What may tip the scales for many mothers is whether they can feed and clothe their children and ease the financial pressures of often single parenthood.
Tasintha offers the children of its clients educational bursaries and has put many, including underage sex workers, back in school.
“If you support the mothers but are not able to support the children, the women will always have that pressure to go back to the streets to support them,” said Luo, who added that Lusaka’s largely street-based sex workers continue to face high levels of gender-based violence, including physical abuse, rape and even torture.
At 17 years old, Pricilla’s parents encouraged her to take up sex work to help meet the family’s needs.
After becoming HIV-positive, she accessed antiretrovirals (ARVs) with the help of Tasintha’s in-house clinic and is mother to a four-year-old son.
Although she has told her son what she used to do for money, she admitted it was a hard subject to broach but one she felt she had to when other children began teasing him about what his mother did for work.
“(The children) are scared to tell us if other people tease them,” said Priscilla, who has been laughed at and ridiculed by members of the community for having been a sex worker herself. “Some children understand, some don’t; I explained that this is what I do and when you hear people saying things, don’t pay attention to it because I feed you from this money.”
Priscilla added that when money was short, she’s also had to trade sex with her son’s teachers in lieu of the school fees she could not pay.
One way or another, children often find out and often feel a mixture of respect and responsibility for their mothers”, Phiri added.
“We had a problem with one of the schools where we took some of the children. The teachers know that the children are sponsored by the Tasintha programme,” she said.
“If they misbehaved, or came to school late, the teachers would shout at them: ‘After all you are just good for nothing, you are children of sex workers.’”

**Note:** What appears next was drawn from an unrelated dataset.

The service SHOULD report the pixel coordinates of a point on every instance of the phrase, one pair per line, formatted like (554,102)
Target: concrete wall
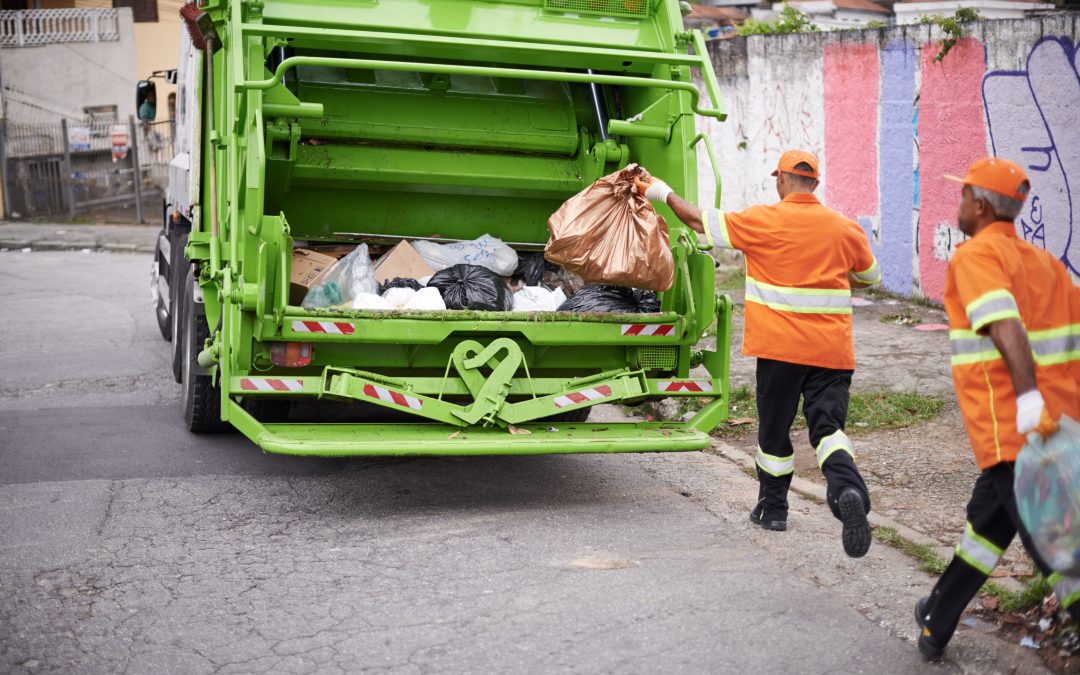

When the stigma becomes too much for children, Tasintha liaises with the nearby Chainama Hills Mental Hospital to bring in counsellors, a service most called on when mothers or children have to deal with a HIV-positive diagnosis.
Amid high HIV prevalence rates among sex workers and a struggling national prevention of mother-to-child HIV transmission programme (PMTCT) that reached just 29% of HIV-exposed babies with treatment in 2009, Tasintha works with the nearby mission-based Coptic Hospital to ensure that HIV-positive women in its programme access services to ensure their babies are born HIV-negative.
In the meantime, Tasintha continues to watch a generation of children born HIV-positive come of age.
Phiri described a recent case where a child became suicidal and had to be rushed to a child psychologist over her HIV status.
“This is a child that believes that the only way you can get HIV is through sex and she has never had sex with anybody, and then she is told she is HIV-positive. It becomes a very big problem to handle and we are handling a lot of such cases.”